L'Editoriale / Bergamo Città
Lunedì 03 Luglio 2017
Ma Renzi non scordi
il percorso di Kohl
Quando Helmut Kohl perse le elezioni nel 1998 Matteo Renzi aveva 23 anni. La politica ha il potere di mettere a confronto figure tra loro distanti. Cos’ha in comune il vecchio cancelliere tedesco con il giovane politico italiano? Nulla. Li unisce tuttavia una qualifica: sono entrambi ex. L’italiano è fresco della sconfitta al referendum del 4 dicembre. Da allora è un ex presidente del Consiglio. Ma non demorde e soprattutto fatica a riconoscere il valore politico di una valutazione pubblica che porti il partito a capire gli errori fatti.
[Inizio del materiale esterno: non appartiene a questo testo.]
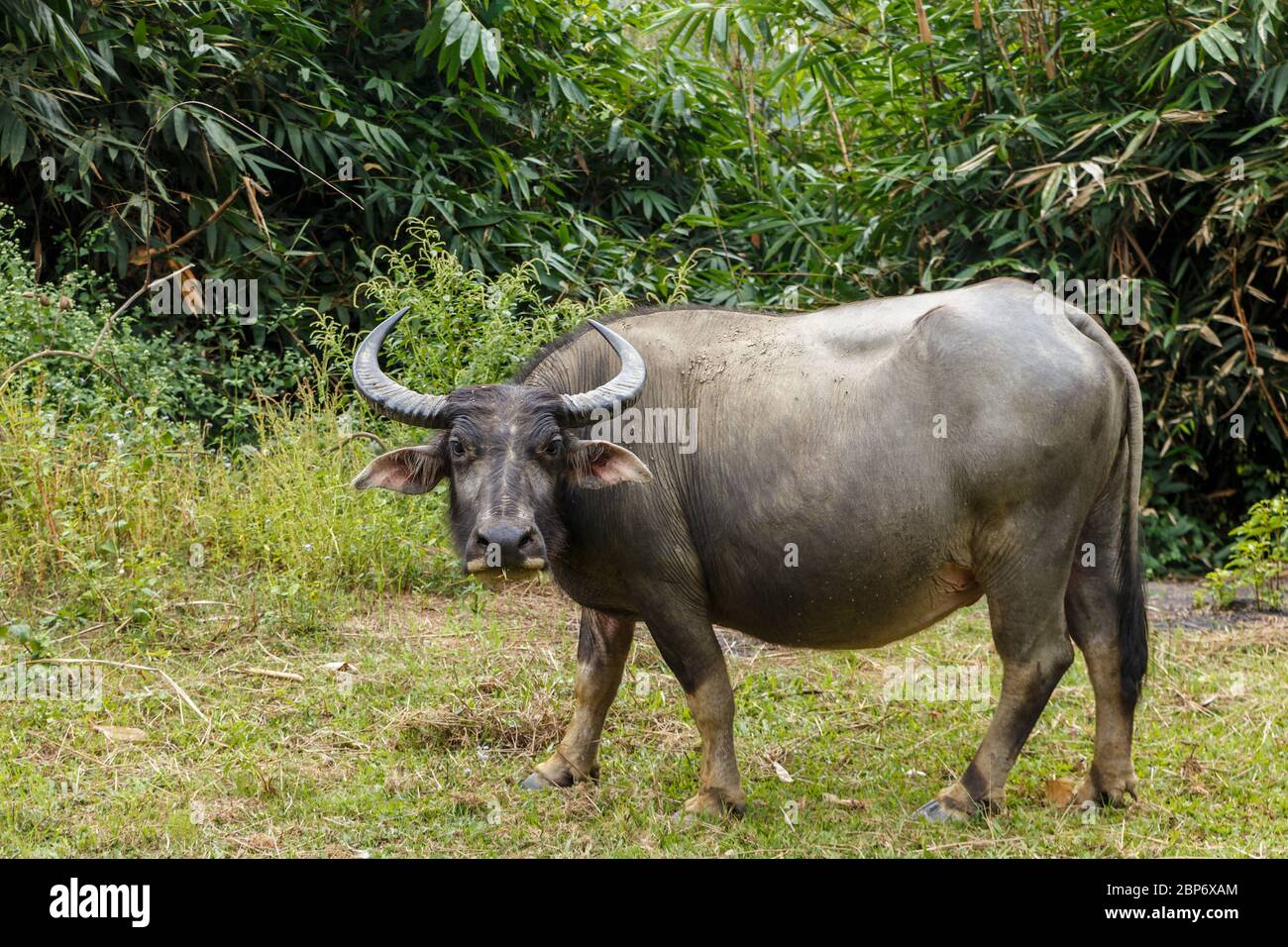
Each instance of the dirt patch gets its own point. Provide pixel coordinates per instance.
(489, 725)
(1171, 604)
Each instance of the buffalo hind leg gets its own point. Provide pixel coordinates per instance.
(692, 651)
(601, 650)
(1026, 613)
(1094, 613)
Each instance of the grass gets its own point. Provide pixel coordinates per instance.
(124, 539)
(454, 697)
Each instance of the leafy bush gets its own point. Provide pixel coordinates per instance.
(1257, 560)
(465, 328)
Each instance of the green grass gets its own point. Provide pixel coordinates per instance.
(454, 698)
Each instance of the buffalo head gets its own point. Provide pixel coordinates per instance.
(507, 453)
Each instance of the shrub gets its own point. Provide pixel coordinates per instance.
(1257, 560)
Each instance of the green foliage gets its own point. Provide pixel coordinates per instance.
(465, 328)
(73, 315)
(1257, 560)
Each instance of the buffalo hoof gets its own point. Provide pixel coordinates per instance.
(1104, 789)
(934, 810)
(713, 804)
(536, 781)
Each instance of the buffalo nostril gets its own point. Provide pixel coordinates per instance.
(500, 545)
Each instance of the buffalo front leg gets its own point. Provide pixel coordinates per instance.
(692, 651)
(601, 651)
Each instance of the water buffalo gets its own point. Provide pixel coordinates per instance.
(859, 474)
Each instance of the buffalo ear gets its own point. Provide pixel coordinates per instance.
(593, 464)
(406, 471)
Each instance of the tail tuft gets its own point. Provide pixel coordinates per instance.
(1132, 626)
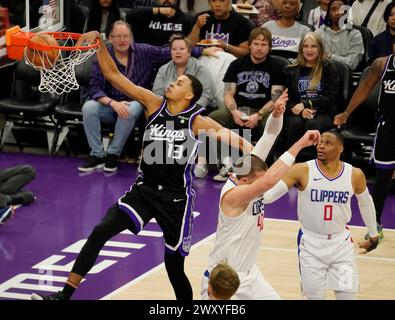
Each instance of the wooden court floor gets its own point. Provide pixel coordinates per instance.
(279, 263)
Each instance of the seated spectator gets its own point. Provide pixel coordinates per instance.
(137, 3)
(102, 14)
(254, 81)
(286, 32)
(313, 86)
(12, 192)
(342, 42)
(381, 45)
(221, 23)
(155, 25)
(183, 63)
(359, 15)
(266, 10)
(317, 15)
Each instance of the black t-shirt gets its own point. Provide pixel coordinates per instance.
(233, 30)
(303, 85)
(254, 81)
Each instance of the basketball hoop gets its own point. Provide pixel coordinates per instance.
(56, 63)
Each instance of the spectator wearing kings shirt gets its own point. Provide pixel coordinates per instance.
(286, 32)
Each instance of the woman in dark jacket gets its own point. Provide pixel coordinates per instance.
(313, 85)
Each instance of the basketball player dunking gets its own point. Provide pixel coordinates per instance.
(164, 189)
(241, 210)
(325, 187)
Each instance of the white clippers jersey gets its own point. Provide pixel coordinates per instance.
(324, 207)
(238, 238)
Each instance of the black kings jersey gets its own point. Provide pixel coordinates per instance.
(170, 148)
(387, 93)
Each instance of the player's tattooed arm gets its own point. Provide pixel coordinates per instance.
(363, 90)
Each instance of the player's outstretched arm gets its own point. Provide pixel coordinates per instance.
(212, 128)
(363, 90)
(366, 207)
(116, 78)
(273, 127)
(246, 193)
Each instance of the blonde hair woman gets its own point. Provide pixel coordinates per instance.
(313, 84)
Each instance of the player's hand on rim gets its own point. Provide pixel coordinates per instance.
(88, 38)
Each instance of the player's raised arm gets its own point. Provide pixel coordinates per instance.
(116, 78)
(246, 193)
(273, 127)
(363, 90)
(213, 129)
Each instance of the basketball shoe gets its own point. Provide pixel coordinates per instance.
(91, 164)
(6, 213)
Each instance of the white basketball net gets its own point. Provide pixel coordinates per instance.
(59, 77)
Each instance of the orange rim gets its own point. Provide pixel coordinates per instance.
(59, 36)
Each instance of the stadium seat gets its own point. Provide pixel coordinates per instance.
(367, 37)
(360, 130)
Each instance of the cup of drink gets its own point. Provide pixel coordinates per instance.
(245, 113)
Il cancelliere Kohl è primatista nella permanenza al potere ed ha guidato la politica tedesca per 16 anni ininterrotti. Poi è stato sommerso dai no al suo governo e successivamente dagli scandali per i finanziamenti illeciti al suo partito. Si è trovato di colpo solo e da allora l’ha giurata a tutti. In primis al suo successore Angela Merkel, colpevole di aver preso il potere e di aver lasciato a lui solo la vergogna. Da quel momento è stata una lotta per la sopravvivenza. Era l’uomo della riunificazione tedesca, dell’unione monetaria e dell’euro. Ma sembrava che tutti se ne fossero scordati. C’è voluta la sua morte per far ritornare la memoria a molti. Per la prima volta un politico europeo ha trovato la celebrazione del suo funerale in un’istituzione comunitaria per eccellenza: il Parlamento di Strasburgo. Un onore dovuto. Il giovane Matteo non è andato al funerale. Kohl appartiene ad un’altra era, è vero, ma il suo lascito è di tutti. Forse un ricordo della sua opera di statista avrebbe aiutato i cittadini italiani delusi e smarriti a trovare la strada dei valori sui quali costruire una comunità.
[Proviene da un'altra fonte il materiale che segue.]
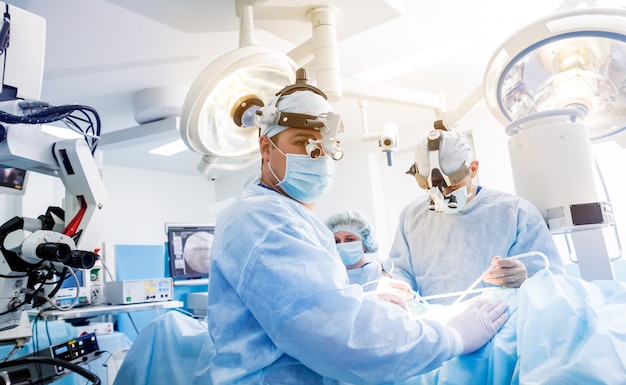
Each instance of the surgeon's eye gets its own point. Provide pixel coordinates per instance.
(313, 149)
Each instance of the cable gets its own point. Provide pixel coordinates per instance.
(518, 256)
(37, 112)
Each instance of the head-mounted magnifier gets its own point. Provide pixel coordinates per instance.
(329, 123)
(437, 180)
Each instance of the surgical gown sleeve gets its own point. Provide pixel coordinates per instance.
(442, 253)
(280, 305)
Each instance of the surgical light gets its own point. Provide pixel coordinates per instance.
(218, 115)
(218, 112)
(571, 59)
(559, 84)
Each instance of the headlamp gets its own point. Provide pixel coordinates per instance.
(437, 180)
(313, 148)
(329, 124)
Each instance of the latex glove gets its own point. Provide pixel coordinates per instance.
(394, 291)
(478, 323)
(506, 272)
(400, 288)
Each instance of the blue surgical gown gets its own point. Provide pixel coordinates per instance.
(281, 310)
(445, 253)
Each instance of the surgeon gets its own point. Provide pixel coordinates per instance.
(357, 246)
(281, 309)
(462, 231)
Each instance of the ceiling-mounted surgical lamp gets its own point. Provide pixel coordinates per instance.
(218, 112)
(218, 115)
(558, 84)
(571, 59)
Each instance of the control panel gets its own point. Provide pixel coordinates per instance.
(138, 291)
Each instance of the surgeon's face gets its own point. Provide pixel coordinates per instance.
(290, 141)
(448, 190)
(346, 236)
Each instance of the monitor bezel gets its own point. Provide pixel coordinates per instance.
(14, 189)
(172, 229)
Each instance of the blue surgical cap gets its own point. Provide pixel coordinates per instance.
(301, 102)
(355, 222)
(453, 153)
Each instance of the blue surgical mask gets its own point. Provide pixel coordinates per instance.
(350, 252)
(461, 196)
(306, 179)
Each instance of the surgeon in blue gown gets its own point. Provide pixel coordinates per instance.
(443, 248)
(281, 309)
(357, 246)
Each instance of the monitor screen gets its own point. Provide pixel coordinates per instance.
(12, 180)
(189, 248)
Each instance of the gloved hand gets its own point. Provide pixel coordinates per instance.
(478, 323)
(394, 291)
(401, 288)
(506, 272)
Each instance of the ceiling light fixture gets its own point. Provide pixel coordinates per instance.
(558, 85)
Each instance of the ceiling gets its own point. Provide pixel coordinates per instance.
(102, 53)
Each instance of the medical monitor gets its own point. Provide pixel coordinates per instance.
(189, 250)
(12, 180)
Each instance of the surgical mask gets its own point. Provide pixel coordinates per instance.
(306, 179)
(461, 196)
(350, 252)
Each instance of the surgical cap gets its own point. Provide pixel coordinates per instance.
(453, 152)
(355, 222)
(301, 102)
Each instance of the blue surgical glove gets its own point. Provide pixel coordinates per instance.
(506, 272)
(475, 326)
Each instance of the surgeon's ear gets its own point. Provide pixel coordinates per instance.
(473, 168)
(264, 147)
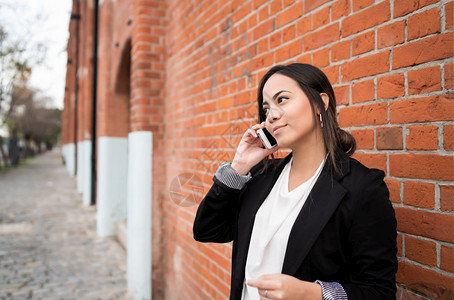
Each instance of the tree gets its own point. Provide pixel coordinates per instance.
(18, 54)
Il Pd è quantomeno in una crisi d’identità e ricollegarsi alla tradizione dell’europeismo di Adenauer, Schumann , De Gasperi e quindi di Helmut Kohl è una sorta di spartiacque contro il risorgere dei nazional-populismi. E poi sul piano personale un politico dall’ego smisurato come Kohl è un punto di partenza per valutare il proprio comportamento in caso di sconfitta. Perché l’ex cancelliere si era adirato? Voleva di fatto un referendum sulla sua persona. Aveva sbagliato, e lo sapeva, ma riteneva che i meriti fossero di molto superiori alle sue debolezze. Così sembra fare l’ex enfant prodige della politica italiana. Ha avuto il merito di avviare il ricambio di una classe politica ormai consunta, di avviare una rottamazione che poteva essere meno offensiva per la dignità personale degli interessati, ma che era condivisa dalla stragrande maggioranza degli italiani. Le elezioni europee del 2014 gli hanno dato il 40%, di fatto un plebiscito e il lasciapassare per una nuova politica di risanamento del Paese.
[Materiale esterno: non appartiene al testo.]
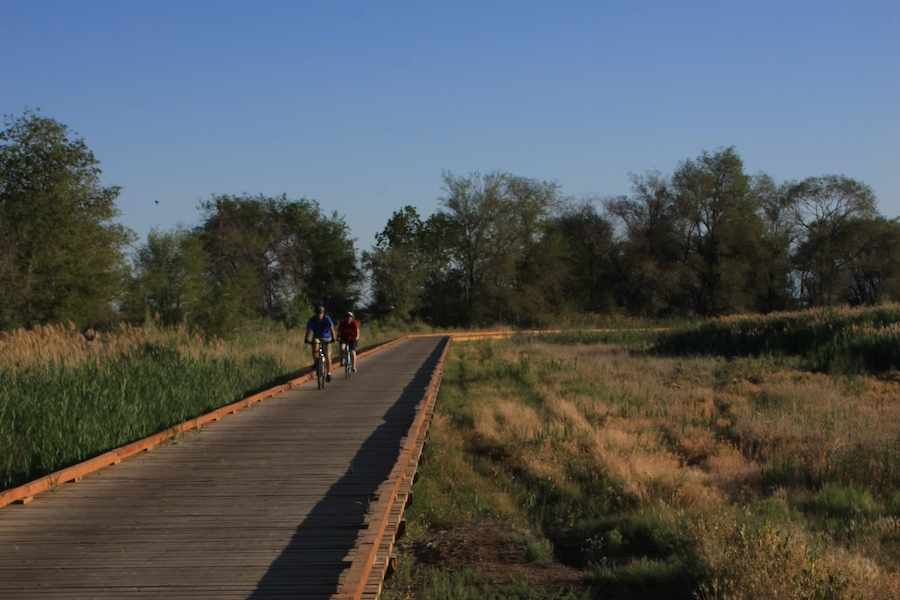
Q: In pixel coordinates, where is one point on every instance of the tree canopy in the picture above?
(61, 252)
(707, 240)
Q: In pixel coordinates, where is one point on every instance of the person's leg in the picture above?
(327, 359)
Invece di mettere mano alle riforme della spesa pubblica e quindi alla riduzione degli sprechi, ad affrontare con mano ferma il male oscuro della corruzione e della criminalità organizzata, di trovare il coraggio di dire al Paese che senza una riduzione del debito pubblico il sistema Paese non ritorna alla competitività. Invece di tutto questo ha cominciato a dare mance, dagli ottanta euro in busta paga ai bonus alle varie categorie nella convinzione che solo così si conquista il favore dell’opinione pubblica. Il 4 dicembre ha detto che non è così. A quel punto dire mi sono sbagliato e poi tentare di ritornare dalla porta di servizio non aiuta. Per i politici così come per i banchieri vale solo un precetto: credibilità. Kohl la perdette quando si rifiutò di rivelare il nome del finanziatore occulto. Per Matteo Renzi la sfida è ancora aperta ma le disgrazie dell’ex cancelliere dicono che il percorso è impervio.